So wie die Demos in die Stadtviertel der Großstädte gehen und nicht in die üblichen zentralen Plätze organisierter Demos, so durchziehen sie immer mehr das platte Land. Durch die Allgegenwart dieser Demonstrationen und Protestaktionen wird die Hetze gegen die Bewegung natürlich immer schwerer. Die Leute im Stadtviertel oder im Städtchen kennen ihre "ragazzi", die zudem noch oft ihre eigenen Kinder sind. Wie soll das funktionieren, Kriminelle und Terroristen aus ihnen zu machen? Die Friedlichkeit und Heiterkeit der Bewegung ist ungebrochen, aber auch die Entschlossenheit, keine Ruhe zu geben. Natürlich mögen viele der Jüngsten nicht wirklich kapieren, worum es geht und mehr der Gaudi halber dabei sein. Aber von Fernsehsendern interviewte Schüler geben immer wieder sehr informierte und sehr eloquente Antworten. Nein, das ist kein Haufen Kids, der nur mal eben Rabatz machen will. Das ist eine Generation, die durchaus ahnt, dass die heraufziehende Weltwirtschaftskrise schwer auf ihrer Zukunft lasten wird.

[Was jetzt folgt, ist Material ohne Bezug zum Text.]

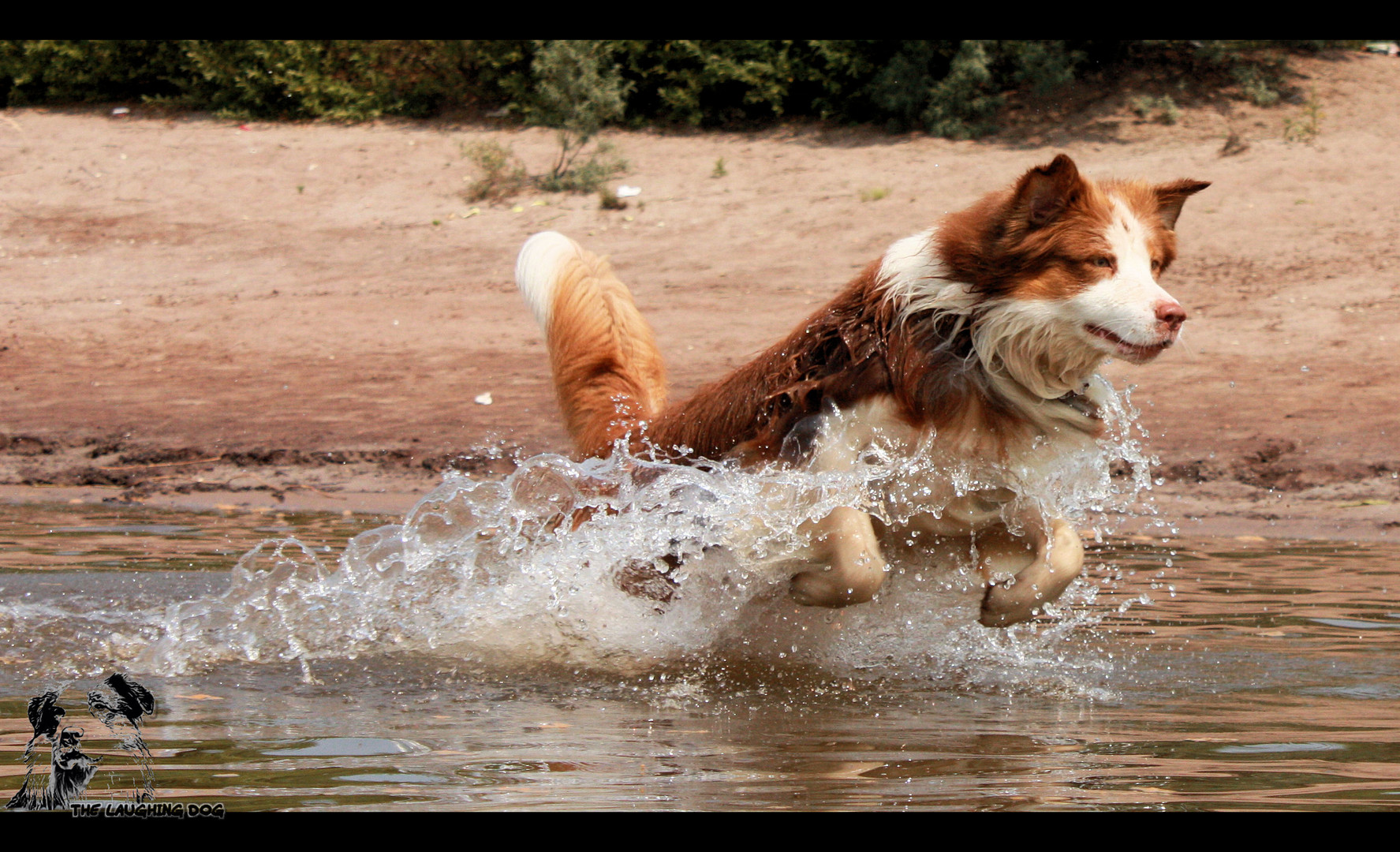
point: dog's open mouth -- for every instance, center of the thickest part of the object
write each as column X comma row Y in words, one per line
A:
column 1130, row 350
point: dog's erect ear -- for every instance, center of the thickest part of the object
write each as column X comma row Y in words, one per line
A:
column 1170, row 196
column 1046, row 191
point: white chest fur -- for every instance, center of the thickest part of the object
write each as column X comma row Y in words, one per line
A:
column 957, row 482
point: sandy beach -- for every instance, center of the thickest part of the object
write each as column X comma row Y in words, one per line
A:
column 202, row 313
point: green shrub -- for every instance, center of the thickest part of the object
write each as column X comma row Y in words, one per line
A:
column 576, row 92
column 603, row 166
column 503, row 174
column 948, row 88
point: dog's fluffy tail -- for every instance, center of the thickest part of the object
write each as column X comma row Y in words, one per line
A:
column 608, row 372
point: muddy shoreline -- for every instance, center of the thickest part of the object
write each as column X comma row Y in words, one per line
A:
column 198, row 313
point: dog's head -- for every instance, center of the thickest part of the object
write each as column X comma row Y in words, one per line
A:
column 1078, row 256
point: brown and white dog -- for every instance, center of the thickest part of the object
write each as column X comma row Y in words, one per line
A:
column 976, row 339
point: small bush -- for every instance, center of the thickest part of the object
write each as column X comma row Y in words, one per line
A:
column 1161, row 110
column 601, row 167
column 1256, row 86
column 576, row 93
column 503, row 174
column 1306, row 125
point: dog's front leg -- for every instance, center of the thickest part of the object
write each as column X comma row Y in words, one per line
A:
column 854, row 568
column 1058, row 558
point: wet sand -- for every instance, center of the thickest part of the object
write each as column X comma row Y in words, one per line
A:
column 199, row 313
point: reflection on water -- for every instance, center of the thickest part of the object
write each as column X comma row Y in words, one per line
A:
column 1183, row 674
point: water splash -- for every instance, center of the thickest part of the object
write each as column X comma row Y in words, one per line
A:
column 545, row 565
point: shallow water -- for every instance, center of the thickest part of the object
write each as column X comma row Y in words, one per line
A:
column 1182, row 674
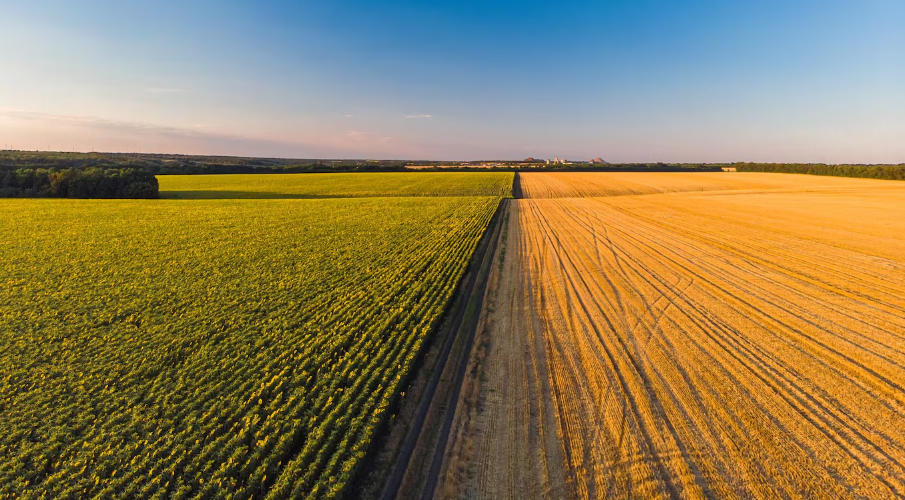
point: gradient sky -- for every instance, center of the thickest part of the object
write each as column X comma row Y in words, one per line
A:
column 633, row 80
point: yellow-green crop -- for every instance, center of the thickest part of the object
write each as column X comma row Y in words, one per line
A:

Die nächsten Wochen werden zeigen, was wird. Das Berlusconi-Regime hätte nichts lieber als Gewalt. Manche verstehen Cossigas Worte durchaus auch als versteckte Botschaft, als "freundschaftliche" Warnung vor diesen Absichten. Nun mag man einem Cossiga wahrlich keine Sympathie für eine neue Jugendbewegung dieses Ausmaßes unterstellen, aber diese Lesart hat ihre Berechtigung. Immer vorausgesetzt, dass die Jugendlichen nicht den Kern des Systems antasten. Die Frage ist ob das so bleiben wird.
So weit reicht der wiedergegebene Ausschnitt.